NATO and the Western mass media told the public that the Bosnian Serbs had a racist and genocidal ideology, and committed atrocities.
But it was Alija Izetbegovic, the leader of a minority Bosnian Muslim faction, the one that NATO supported, who wrote a book calling for the slaughter of infidels so that a Muslim takeover could install an Islamist theocracy in Bosnia (documented in Part 1, below).
This Alija Izetbegovic may have participated in the extermination of Serbs and Jews during WWII. After all, he founded at this time the Young Muslims in Bosnia, in imitation of the Muslim Brotherhood, an organization that was closely allied with the German Nazis. HIR does not have materials to positively document Izetbegovic’s participation in the WWII Nazi massacres in Bosnia. What is well documented, however, is that in the 1990s Alija Izetbegovic proudly recreated the SS Handzar Division that the Mufti of Jerusalem Hajj Amin al Husseini had earlier created, for the German Nazis, out of tens of thousands of Bosnian Muslim volunteers (documented in Part 2). This SS Handzar Division eagerly participated in the slaughter of hundreds of thousands of Serbian, Jewish, and Roma (Gypsy) civilians. It is not unreasonable to propose that if Alija Izetbegovic was proud enough of the WWII SS Handzar Division to recreate it in the 1990s, then perhaps he was a Handzar soldier during the World War.
Once you get to know Izetbegovic, you are forced to ask this question: Isn’t it more likely that the one killing innocent people in the 1990s was Izetbegovic, and not the Serbs? Yes. Consistent with this expectation, every allegation against the Serbs evaporates into nothing the minute one investigates. The overwhelming, crushing bulk of the evidence supports the view that in the Yugoslavian civil wars of the 1990s the Serbs behaved much like did in WWII, when they were the staunchest defenders of the persecuted Jews in all of Europe. The portrait that was painted of the Serbs in the 1990s as “the new Nazis” is not only false, it is absurd. For this reason, the lies we were told about the Bosnian Serbs (repeated to this day) have required spectacular hoaxes, knowingly perpetrated by the Western mass media. These are easily shown to be false with a minimum of research, as for example the accusation that the Bosnian Serbs were running death camps (refuted in Part 3).

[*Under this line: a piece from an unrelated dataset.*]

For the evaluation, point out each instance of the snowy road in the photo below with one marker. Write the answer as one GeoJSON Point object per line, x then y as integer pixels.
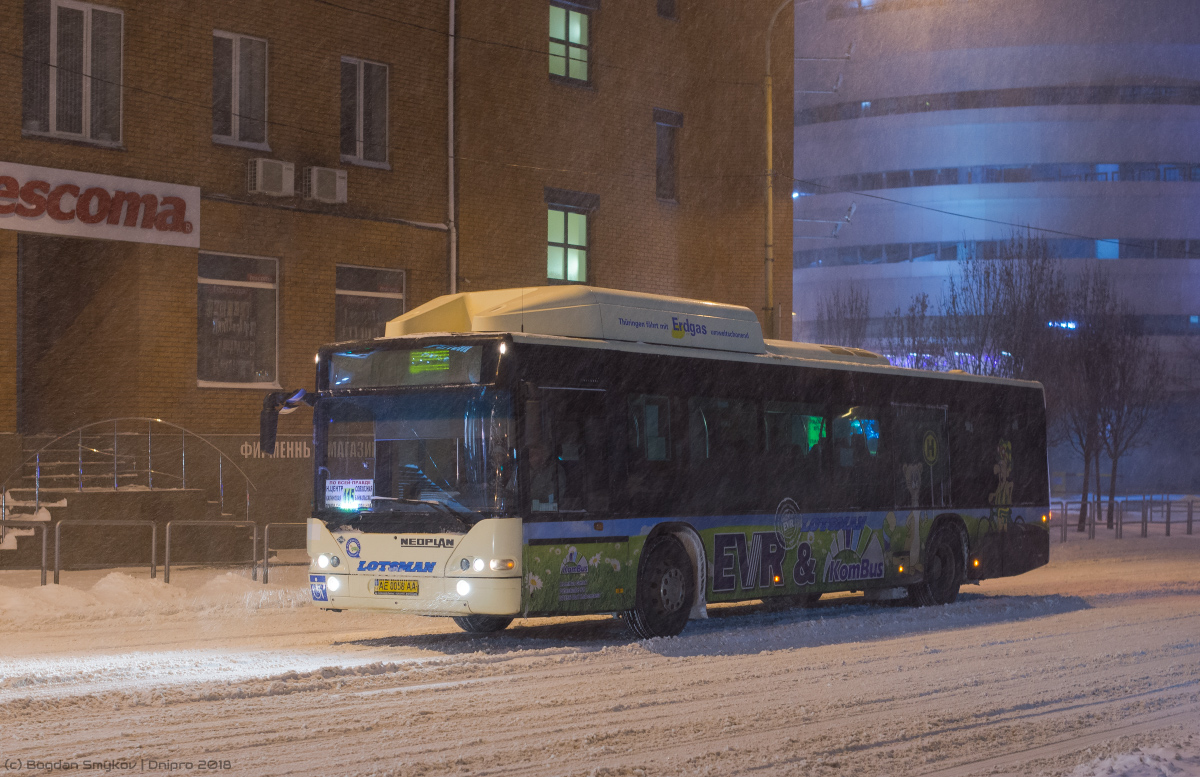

The documentation you will encounter here raises the sharpest possible questions about the integrity of the mass media, and concerning the intentions of the Western powers that destroyed Yugoslavia.
by Jared Israel, Emperor’s Clothes (21 October 2003)
A few days ago, the Bosnian Muslim Fundamentalist (or, for short, Islamist) leader, Alija Izetbegovic, died of heart failure. The Iranian Foreign Ministry issued a statement praising:
“…the late president’s serious attempts to defend the identity and territorial integrity of his homeland as well as the unity among the residents and various ethnic races of the country.”
The US State Department praised him as well:
“President Izetbegovic’s personal courage helped the Bosnian people endure one of Europe’s greatest tragedies since World War II. His determined leadership was instrumental in Bosnia and Herzegovina remaining a unified multiethnic country.”
Note the similarity between the two statements. They might have issued from the same foreign office.
This may be surprising if you don’t know that the Pentagon coordinated Iranian and Saudi military intervention in Bosnia, on the side of Izetbegovic, against the Bosnian Serbs and moderate Muslims. This included the importation of the worst Mujahideen cutthroats – they boasted that “we do everything with the knife” – to indoctrinate and train Izetbegovic’s army, and lead it in a campaign of terror.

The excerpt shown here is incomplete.